Formato: Online Artículo Texto
Lenguaje:English
Publicado: AOSIS 2020
Materias:
Acceso en línea:https://www.ncbi.nlm.nih.gov/pmc/articles/PMC7564817/
https://www.ncbi.nlm.nih.gov/pubmed/33102164
http://dx.doi.org/10.4102/ajlm.v9i1.823
Descripción
Sumario:BACKGROUND: Erythrocyte alloimmunisation can lead to complications such as delayed haemolytic transfusion reaction. OBJECTIVE: This study investigated the prevalence of and risk factors for red blood cell alloimmunisation among multiply transfused sickle cell disease (SCD) patients in Mwanza City, Tanzania. METHODS: From May 2017 to July 2017, this descriptive, cross-sectional, hospital-based study enrolled 200 participants with SCD who had received at least two units of blood in the previous year. Blood count was performed using a Sysmex haematology analyser. Antibody screening was done by the tube method using a panel of three screening cells with known antigenicity. RESULTS: Of the 200 patients enrolled, 108 (54%) were female. The median age was 4.5 years (interquartile range [IQR] = 6), the median number of transfusions was 3 (IQR = 1), and the median pre-transfusion haemoglobin level was 6.6 g/dl (IQR = 2.7). Prevalence of alloimmunisation was 8.5% (17/200) with immunoglobulin G, and one patient developed cold immunoglobulin M antibodies. Blood groups reported were Rhesus C and E, Kell, Kidd and Duffy. There was no statistically significant association between the number of transfusions and the risk of alloimmunisation.
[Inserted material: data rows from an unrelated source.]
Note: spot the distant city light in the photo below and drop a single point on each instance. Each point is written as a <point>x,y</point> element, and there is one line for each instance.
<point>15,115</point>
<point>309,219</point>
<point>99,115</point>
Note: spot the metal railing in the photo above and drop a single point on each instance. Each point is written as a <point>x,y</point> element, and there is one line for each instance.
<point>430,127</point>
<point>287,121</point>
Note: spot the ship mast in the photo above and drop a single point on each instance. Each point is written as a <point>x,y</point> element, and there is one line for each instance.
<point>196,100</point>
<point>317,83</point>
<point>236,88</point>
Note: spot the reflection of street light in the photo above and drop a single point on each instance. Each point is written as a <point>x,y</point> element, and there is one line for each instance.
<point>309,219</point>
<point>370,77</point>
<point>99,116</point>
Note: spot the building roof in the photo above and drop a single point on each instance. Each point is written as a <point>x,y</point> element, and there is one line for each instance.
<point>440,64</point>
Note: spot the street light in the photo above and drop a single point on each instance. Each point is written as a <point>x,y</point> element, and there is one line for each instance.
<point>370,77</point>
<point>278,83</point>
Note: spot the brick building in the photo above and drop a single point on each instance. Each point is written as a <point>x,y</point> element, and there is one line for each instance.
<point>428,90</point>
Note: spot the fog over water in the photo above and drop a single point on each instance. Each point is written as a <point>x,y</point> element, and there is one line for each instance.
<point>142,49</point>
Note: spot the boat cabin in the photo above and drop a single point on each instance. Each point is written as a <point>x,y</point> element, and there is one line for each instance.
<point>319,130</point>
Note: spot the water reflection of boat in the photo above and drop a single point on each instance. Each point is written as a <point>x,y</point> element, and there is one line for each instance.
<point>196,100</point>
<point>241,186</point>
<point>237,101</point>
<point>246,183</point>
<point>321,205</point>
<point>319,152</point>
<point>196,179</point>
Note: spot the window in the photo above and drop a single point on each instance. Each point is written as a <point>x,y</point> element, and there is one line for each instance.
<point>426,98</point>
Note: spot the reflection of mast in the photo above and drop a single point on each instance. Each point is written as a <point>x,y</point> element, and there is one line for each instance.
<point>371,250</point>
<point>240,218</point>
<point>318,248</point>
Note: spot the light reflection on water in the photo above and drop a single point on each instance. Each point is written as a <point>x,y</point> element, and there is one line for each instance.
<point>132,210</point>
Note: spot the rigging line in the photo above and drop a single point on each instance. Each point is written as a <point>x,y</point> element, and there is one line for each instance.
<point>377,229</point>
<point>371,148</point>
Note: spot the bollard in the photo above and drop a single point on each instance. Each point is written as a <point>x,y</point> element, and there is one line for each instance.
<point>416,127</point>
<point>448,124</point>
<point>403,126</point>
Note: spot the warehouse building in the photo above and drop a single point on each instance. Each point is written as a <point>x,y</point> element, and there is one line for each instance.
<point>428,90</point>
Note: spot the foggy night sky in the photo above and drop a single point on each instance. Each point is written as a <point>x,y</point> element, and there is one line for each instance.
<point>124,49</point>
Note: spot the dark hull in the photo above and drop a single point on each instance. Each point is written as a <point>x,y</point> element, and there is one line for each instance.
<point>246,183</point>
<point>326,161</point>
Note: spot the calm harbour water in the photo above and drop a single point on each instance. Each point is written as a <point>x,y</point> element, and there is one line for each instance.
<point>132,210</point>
CONCLUSION: The rate of alloimmunisation in multiply transfused SCD patients was 8.5% and higher than other studies in East Africa. Thus, there is a need for extensive red blood cell screening and matching to minimize alloimmunisation and risk of delayed haemolytic transfusion reaction, particularly in SCD and chronically transfused patients.